Parelzaaien in Broome en schilpadden zoeken op 80 mile Beach.


Advertisement
Australia's flag
Oceania » Australia » Western Australia » Broome
November 15th 2006
Published: December 11th 2006
Edit Blog Post

Woensdag 15 november.

Om 8u werden we aan de ingang van het kampeerterrein door een bus opgehaald voor een bezoek aan de Pearlfarm van Willie Creek. De chauffeur, Jenny, was gelijk ook de gids voor het grootste deel van de dag. Ze was een vrolijke spraakwaterval die bijna de hele busrit van 38 km aan het woord was. Ze begon met de opmerking dat de weg naar Willie Creek afgesloten was en dat de tocht nu naar Derby ging (220 km verder) "hebben ze jullie daar niets van gezegd? ...grapje!" zodat de stemming er gelijk inzat. Uiteindelijk werden in totaal een 30 toeristen opgehaald en ging het richting Willie Creek.

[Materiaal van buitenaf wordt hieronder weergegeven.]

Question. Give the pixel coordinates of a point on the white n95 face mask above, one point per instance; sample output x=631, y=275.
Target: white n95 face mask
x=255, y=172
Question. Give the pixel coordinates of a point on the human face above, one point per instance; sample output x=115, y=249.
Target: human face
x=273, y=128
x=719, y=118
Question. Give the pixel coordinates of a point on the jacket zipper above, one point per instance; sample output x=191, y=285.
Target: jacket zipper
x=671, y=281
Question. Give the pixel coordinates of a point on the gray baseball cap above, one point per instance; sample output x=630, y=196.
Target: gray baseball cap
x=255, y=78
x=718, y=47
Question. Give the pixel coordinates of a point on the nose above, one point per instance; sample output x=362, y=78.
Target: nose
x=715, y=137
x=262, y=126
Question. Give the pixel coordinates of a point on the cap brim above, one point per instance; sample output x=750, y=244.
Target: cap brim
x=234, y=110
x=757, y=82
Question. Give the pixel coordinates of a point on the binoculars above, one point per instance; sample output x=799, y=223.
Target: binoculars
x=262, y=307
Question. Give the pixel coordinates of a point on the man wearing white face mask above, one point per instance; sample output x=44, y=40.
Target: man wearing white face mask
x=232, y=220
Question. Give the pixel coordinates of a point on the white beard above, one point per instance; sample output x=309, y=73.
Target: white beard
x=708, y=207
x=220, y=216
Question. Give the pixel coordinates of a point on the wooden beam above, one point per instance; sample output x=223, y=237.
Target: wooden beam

Het eerste deel was de weg verhard, maar het grootste deel bleek een onverharde weg die in niet al te goede staat was. Jenny scheurde er met de bus overheen of het een lieve lust was en bleef grotendeels uitleg geven. De weg (die men trouwens met bulldozers aan het effenen was) was voor een groot deel uitgehold zodat de bus vervaarlijk naar een kant overhelde.

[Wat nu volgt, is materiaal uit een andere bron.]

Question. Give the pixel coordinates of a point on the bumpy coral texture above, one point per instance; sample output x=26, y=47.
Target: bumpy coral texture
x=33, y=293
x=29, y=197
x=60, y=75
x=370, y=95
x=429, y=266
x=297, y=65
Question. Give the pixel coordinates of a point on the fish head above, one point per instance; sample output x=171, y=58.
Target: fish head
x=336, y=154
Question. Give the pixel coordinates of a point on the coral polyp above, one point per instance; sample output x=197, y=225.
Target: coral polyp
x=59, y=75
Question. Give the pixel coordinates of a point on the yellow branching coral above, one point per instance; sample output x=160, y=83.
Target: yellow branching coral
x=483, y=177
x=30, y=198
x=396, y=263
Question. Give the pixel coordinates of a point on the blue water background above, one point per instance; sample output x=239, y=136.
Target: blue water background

De ‘farm’ bleek op zo'n afgelegen plaats te liggen omdat de getijdenstromingen daar erg beperkt waren wat het werken er vergemakkelijkte en veiliger maakte.
De naam Willie Creek bleek afkomstig van een speciale boom die daar voorkwam. In Geikie Gorge had de ranger ook al over deze boom verteld, zonder de naam te noemen. Aboriginals gebruikten de schors van deze boom om in stilstaand water te vissen: wat schors in het water verlamt de vissen die boven komen drijven. Je selecteer wat je hebben wil. Daarna het schors weghalen en de rest van de vissen kan weer wegzwemmen!
De tour bestond uit 5 delen: het vervoer met toeristische informatie onderweg door Jenny, uitleg over de werking van een moderne parelkwekerij door Brad, pauze met versnaperingen, boottocht langs enkele kweekplaatsen in de Creek en ten slotte bezoek aan de toon- en verkoopzaal.
Alles zat goed in elkaar en de informatie was heel degelijk, alleen sprak Brad zo snel dat het voor de niet-Engelstaligen soms niet te volgen was. Toen hem gevraagd werd het wat kalmer aan te doen, zei hij dat hij het wilde proberen maar dat hij zoveel te zeggen had... en na twee minuten ratelde hij weer als een waterval met een typisch Australisch accent. Dit was het enige minpuntje aan de tour. Toen we dat aan Jenny meldden, verontschuldigde ze zich uitgebreid en kon ons wel de hele tekst van Brad in het Nederlands geven.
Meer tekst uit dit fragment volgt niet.